I get you to lunch and pitch you with my next big idea.

“Dude,” I say, “I’ve got this great idea for a cafe. It’ll be just like a Starbucks. We’ll serve all the same drinks. Lots of milk and sugar bombs, high caff. Skimp a little on the coffee, cause who cares, right? Well-lit. Jazz on in the background. Cute little tables and couches. Modern look. And I’m going to open right next to a Starbucks, too! Only it won’t be Starbucks, it’ll be Jonbucks. I even drew my own green mermaid. Only it looks more like a manatee. What do you think?”

You’re a friend of mine. What are you going to tell me? Good luck? Or are you going to try to talk me out of it? I mean, it sounds pretty preposterous, right? A fake Starbucks, right next to the real thing? Who’s going to go there?

If you were a good friend you’d slap me silly and tell me not to quit my day job.

What I want to know is this : Why aren’t we good friends to our fellow writers?

Why do we encourage our friends to write the next Great American Memoir? Why don’t we tell them to write it to a focused audience? Why do we tell them, hey, finish it, print out a dozen copies and send it to all the big houses? Because you never know! Maybe your Starbucks will be even more Starbucksy than the real Starbucks!

Yeah right.

I’m writing this from Caffe Calabria.

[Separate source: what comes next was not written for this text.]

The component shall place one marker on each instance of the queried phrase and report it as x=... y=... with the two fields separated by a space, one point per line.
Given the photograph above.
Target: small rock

There’s a Bucks just down Uni and another just up 30th. And yet Calabria is packed. Could it be because Calabria, instead of trying to be Starbucks, has made a hard choice on who its target audience is? And, having defined who it wants and needs to be, it’s able to focus on being the best possible coffee house for that audience?

It’s an idea…

- Jon O

Jon Oropeza is a local writer, an enthusiast of San Diego fiction and a contributor to the Creative Cusp project.